Вылазка в церкви ставит перед Ипполитой немало вопросов. Она не только спрашивает себя, какова природа Максова отчаяния, хотя может представить себе ответ, но и размышляет, не была ли оказия с монашкой, в конечном счете, враками или сном. Возможно, Ипполита сама придумала всю эту историю. Но прежде всего она спрашивает себя, как могли

бы использовать снимки те, кто их обнаружил. Эти сцены спаривания, лишенные всякой страсти, всякой чувственности, достигают чудовищной абсурдности, тогда как дефицит трансцендентности облекает их той грозной и волнующей властью, которой способны обладать машины. У целомудренных и набожных людей грубая вульгарность этих изображений мучительно зачарует именно душу, именно она будет разодрана на куски. Чем меньше эти снимки воззовут к живой плоти, тем глубже запечатлеются они жгучим клеймом в памяти. Грех обретет плотский облик, мерзость конкретизируется в линиях и объемах. Так, эти гнусности перестанут быть нереальными и уже позволят задуматься над их последствиями. Они могут оказывать воздействие противоположными путями: одни - возбуждая смрадное любопытство, другие - навсегда прижигая рану. Постыдная притягательность, как и не менее срамное отвращение служат друг другу взаимными зеркалами, и так как ужас перед плотью, вероятно, одержит верх над тягой к ней, можно спросить себя, не мог ли Макс непроизвольно способствовать спасению богомолок? Кроме того, в силу этого же механизма, не будет ошибкой заключить, что монахиня-прачка, осознав коварство Сатаны, посвятит умерщвлению плоти всю свою жизнь, которая покажется ей недостаточно долгой для того, чтобы искупить позор падения. Если бы монашка или богомолки обладали незаурядным умом, - хотя это все же нельзя предположить, - возможно, они даже извлекли бы необычайную пользу из освобождения плоти, а их отвращение ко всякому блуду превратилось бы тогда в восходящую энергию, в вертикальное трансцендентное движение к свету. Таким образом, они столкнулись бы с ликом своего бога в гнусном, непристойном образе.
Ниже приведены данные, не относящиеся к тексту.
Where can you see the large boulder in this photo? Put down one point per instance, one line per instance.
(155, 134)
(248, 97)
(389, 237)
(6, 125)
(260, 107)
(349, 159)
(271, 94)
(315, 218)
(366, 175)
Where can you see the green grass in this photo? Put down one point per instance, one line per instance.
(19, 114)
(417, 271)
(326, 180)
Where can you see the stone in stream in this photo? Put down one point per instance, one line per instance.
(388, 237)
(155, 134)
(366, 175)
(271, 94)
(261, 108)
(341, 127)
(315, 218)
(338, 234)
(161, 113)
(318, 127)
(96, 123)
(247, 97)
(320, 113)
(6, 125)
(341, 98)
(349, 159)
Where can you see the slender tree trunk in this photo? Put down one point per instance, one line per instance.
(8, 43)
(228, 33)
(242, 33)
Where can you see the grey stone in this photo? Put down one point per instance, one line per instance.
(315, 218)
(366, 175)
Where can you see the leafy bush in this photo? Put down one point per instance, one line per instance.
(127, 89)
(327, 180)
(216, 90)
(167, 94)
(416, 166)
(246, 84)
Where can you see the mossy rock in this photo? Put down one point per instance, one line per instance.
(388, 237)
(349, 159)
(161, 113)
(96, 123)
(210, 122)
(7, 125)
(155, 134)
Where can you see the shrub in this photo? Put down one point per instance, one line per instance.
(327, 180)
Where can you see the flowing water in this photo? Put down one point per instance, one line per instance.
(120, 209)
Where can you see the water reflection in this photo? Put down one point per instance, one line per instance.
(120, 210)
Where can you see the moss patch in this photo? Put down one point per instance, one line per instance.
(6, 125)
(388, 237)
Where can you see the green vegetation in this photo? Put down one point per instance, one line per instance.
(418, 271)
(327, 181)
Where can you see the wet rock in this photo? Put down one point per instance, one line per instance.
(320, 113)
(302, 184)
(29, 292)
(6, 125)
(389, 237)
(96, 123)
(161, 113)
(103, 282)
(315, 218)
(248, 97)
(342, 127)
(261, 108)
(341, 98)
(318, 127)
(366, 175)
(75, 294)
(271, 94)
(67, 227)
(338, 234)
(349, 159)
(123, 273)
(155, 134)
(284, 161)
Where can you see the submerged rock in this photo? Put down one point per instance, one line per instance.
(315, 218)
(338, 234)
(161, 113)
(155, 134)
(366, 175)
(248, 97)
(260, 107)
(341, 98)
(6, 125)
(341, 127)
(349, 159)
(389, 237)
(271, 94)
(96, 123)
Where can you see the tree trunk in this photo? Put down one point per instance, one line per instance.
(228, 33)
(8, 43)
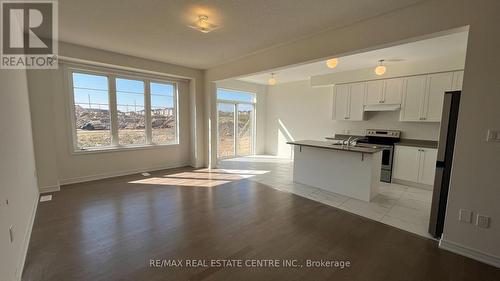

Воображаемая надпись-посвящение: деревьям, которые повергло небо, орлам, заблудившимся в бурю, тем, кто отвергает бремя плоти...

Конечно, механизм может работать и в обратном направлении; разумеется, некоторые жесты могут превратиться в ядовитый нектар, настоящий мушиный мед; иные воспоминания способны преградить дорогу на небо, сковать существо, не давая возможности ни вернуться, ни двигаться дальше. Ах, это всего лишь девичье воспоминание. Завтра Анна навсегда уйдет к клариссам, облачится в свое первое одеяние послушницы, посвятит себя душой и телом искуплению грешников путем невероятных истязаний. Так она понимала свое спасение и любовь к Господу. "Старшие, сегодня вы спите в голубой комнате". Ее глаза тоже были голубыми, ледяными. Она молилась почти всю ночь напролет, но на рассвете к ней подкралась другая, куснула ей губы и грудь. Анна слишком устала и была слишком взволнована, чтобы защищаться, но расплакалась. В шесть часов она в последний раз встала поздно, сходила в туалет, а затем надела последнюю мирскую одежду. Чуть позже за ней приехала машина. Можно ручаться, что Анна так и не смогла этого забыть. Здесь дают уроки любви. Или пускают парфянские стрелы.

Я сдержалась и не рассказала Максу историю Анны, о которой, тем не менее, напомнило мне его приключение с монахиней-прачкой. Я поведала ему лишь якобы незначительную историю Страсс, которую он нашел действительно безобидной.

Ипполита покидает Венецию, и поезд уже отправляется.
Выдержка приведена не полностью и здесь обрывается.